Degeneracy Is OK: Logarithmic Regret for Network Revenue Management with Indiscrete Distributions

成果类型:
Article; Early Access
署名作者:
Jiang, Jiashuo; Ma, Will; Zhang, Jiawei
署名单位:
Hong Kong University of Science & Technology; Columbia University; New York University
刊物名称:
OPERATIONS RESEARCH
ISSN/ISSBN:
0030-364X
DOI:
10.1287/opre.2022.0641
发表日期:
2025
关键词:
bid-price controls
摘要:
We study the classic network revenue management (NRM) problem with accept/ reject decisions and T independent and identically distributed arrivals.
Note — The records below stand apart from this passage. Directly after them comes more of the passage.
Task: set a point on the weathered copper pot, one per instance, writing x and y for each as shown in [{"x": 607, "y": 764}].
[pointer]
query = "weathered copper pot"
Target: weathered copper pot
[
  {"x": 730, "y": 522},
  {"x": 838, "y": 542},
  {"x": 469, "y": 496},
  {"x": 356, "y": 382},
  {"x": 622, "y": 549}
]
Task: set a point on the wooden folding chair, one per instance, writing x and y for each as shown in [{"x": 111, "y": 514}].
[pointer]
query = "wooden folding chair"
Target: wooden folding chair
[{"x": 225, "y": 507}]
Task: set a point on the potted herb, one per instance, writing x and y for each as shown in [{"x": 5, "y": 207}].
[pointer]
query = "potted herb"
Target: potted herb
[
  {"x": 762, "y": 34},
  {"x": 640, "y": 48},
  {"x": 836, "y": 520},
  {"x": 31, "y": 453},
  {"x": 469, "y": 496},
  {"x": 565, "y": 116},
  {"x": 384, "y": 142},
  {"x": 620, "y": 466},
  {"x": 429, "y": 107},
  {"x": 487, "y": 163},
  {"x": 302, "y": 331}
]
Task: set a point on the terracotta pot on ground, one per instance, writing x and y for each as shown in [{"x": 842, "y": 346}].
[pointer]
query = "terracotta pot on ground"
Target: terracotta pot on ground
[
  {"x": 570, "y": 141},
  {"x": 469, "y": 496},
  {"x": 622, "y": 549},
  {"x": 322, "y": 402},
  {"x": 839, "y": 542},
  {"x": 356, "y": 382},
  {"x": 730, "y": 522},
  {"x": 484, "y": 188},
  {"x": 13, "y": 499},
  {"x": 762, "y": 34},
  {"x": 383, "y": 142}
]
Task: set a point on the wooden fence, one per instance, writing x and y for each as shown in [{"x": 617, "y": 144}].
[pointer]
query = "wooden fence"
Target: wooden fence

We consider a distributional form in which each arrival must fall under a finite number of possible categories, each with a deterministic resource consumption vector, but a random value distributed continuously over an interval. We develop an online algorithm that achieves O(log2 T) regret under this model with the only (necessary) assumption being that the probability densities are bounded away from zero. We derive a second result that achieves O(log T) regret under an additional assumption of second order growth. To our knowledge, these are the first results achieving logarithmic-level regret in an NRM model with continuous values that do not require any kind of nondegeneracy assumptions. Our results are achieved via new techniques, including a new method of bounding myopic regret, a semifluid relaxation of the off-line allocation, and an improved bound on the dual convergence.